Landing pages sell the sizzle before the sausage
It’s a phrase we come back to a lot at AudienceLink. Candidates don’t apply because they’ve read a list of responsibilities. They apply because something resonates. Because they feel seen, understood, excited.
That’s what landing pages let you do. They give you the space to tell a story, not just list a job. To show real people, real culture, real purpose — before you hit them with the details.
They don’t have to be complex. But they do have to be intentional.
A great landing page does three things:
1. Matches the message that got the clickIf your ad talks about flexibility or values or culture, don’t drop people onto a page that ignores all of that. Make sure what they see next builds on what they just bought into.
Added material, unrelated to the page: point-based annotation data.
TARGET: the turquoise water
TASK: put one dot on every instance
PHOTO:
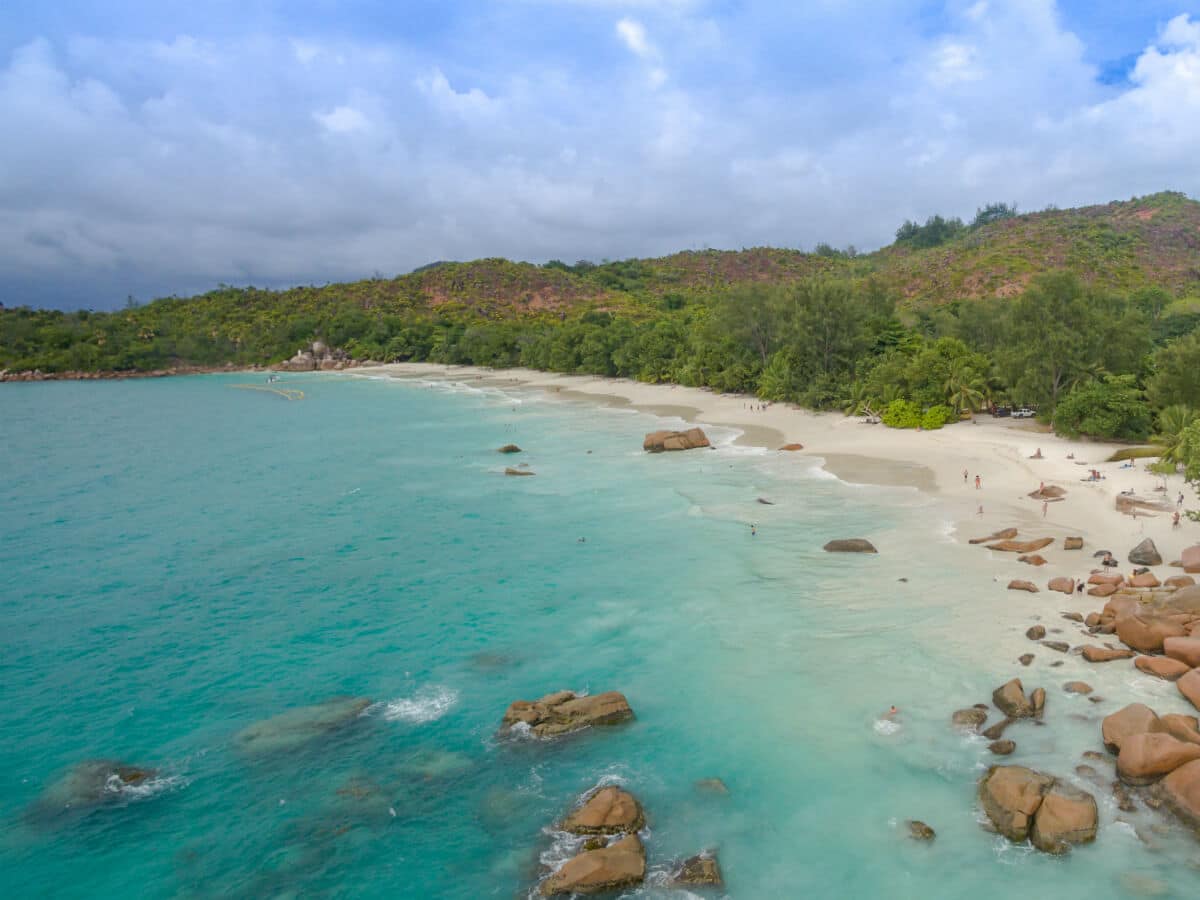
(180, 559)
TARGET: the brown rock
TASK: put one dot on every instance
(658, 442)
(1185, 649)
(1033, 546)
(701, 869)
(1066, 816)
(1011, 796)
(564, 712)
(1146, 757)
(850, 545)
(1189, 687)
(1133, 719)
(1181, 791)
(606, 810)
(1006, 534)
(1162, 667)
(595, 871)
(1146, 634)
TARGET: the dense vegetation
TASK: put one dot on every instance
(1091, 316)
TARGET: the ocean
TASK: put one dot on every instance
(181, 559)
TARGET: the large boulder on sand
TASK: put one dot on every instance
(1169, 670)
(1181, 791)
(1133, 719)
(606, 810)
(1145, 553)
(1011, 795)
(1146, 757)
(1067, 816)
(1189, 687)
(563, 712)
(850, 545)
(1011, 700)
(658, 442)
(1185, 649)
(295, 727)
(598, 871)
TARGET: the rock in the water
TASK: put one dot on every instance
(919, 832)
(1181, 791)
(1002, 535)
(606, 810)
(701, 869)
(1145, 553)
(564, 712)
(969, 719)
(1146, 757)
(1133, 719)
(658, 442)
(1011, 700)
(850, 545)
(1189, 687)
(1185, 649)
(295, 727)
(595, 871)
(1067, 816)
(1011, 796)
(1162, 667)
(1104, 654)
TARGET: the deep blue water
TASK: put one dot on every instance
(180, 559)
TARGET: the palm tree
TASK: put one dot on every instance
(1173, 421)
(964, 388)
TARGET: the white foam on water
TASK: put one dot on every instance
(426, 706)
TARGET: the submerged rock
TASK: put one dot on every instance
(563, 712)
(295, 727)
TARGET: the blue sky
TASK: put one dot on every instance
(161, 148)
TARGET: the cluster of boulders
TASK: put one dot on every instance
(658, 442)
(315, 357)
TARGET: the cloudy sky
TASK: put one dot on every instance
(159, 147)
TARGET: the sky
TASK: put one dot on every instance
(156, 148)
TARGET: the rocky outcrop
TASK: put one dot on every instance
(1001, 535)
(1133, 719)
(658, 442)
(1181, 792)
(1033, 546)
(1169, 670)
(1146, 757)
(1104, 654)
(595, 871)
(606, 810)
(1145, 553)
(1067, 816)
(701, 869)
(1011, 700)
(295, 727)
(850, 545)
(564, 712)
2. Makes it ridiculously easy to actShort, focused, mobile-first. No distractions. No ten-step application processes. Just: “Here’s why this role is worth your time. Here’s what to do next.”
3. Reflects your brand, not your ATSYour careers tech might not let you tell your story properly. That’s fine. Bypass it. Use a landing page to control the message, build the vibe, and route to apply however makes sense.
But do I always need one?
Not necessarily. If you’re running niche ads for a single job and already have a standout job ad or a well-designed role page, that might do the trick.
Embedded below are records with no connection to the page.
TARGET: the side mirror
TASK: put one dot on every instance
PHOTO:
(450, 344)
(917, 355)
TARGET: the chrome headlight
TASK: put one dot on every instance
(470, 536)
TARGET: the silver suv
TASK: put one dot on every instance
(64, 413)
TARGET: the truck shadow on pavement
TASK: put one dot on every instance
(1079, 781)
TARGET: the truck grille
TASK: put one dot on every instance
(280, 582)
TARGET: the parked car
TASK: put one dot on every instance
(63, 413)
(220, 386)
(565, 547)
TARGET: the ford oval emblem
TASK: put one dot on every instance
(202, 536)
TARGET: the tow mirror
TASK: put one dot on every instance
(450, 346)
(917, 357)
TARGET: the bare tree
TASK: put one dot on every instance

But when you’re running broader campaigns, targeting passive candidates, or trying to shift perceptions? Landing pages give you the real estate and freedom to do that properly.
They let you:
Capture passive interest and nurture it
Tailor messaging to different personas
Bring EVP to life in a way that job boards just can’t
What we’ve seen
In one campaign, switching from a generic job listing to a focused landing page more than doubled applications — all by honing in on what really mattered to the audience.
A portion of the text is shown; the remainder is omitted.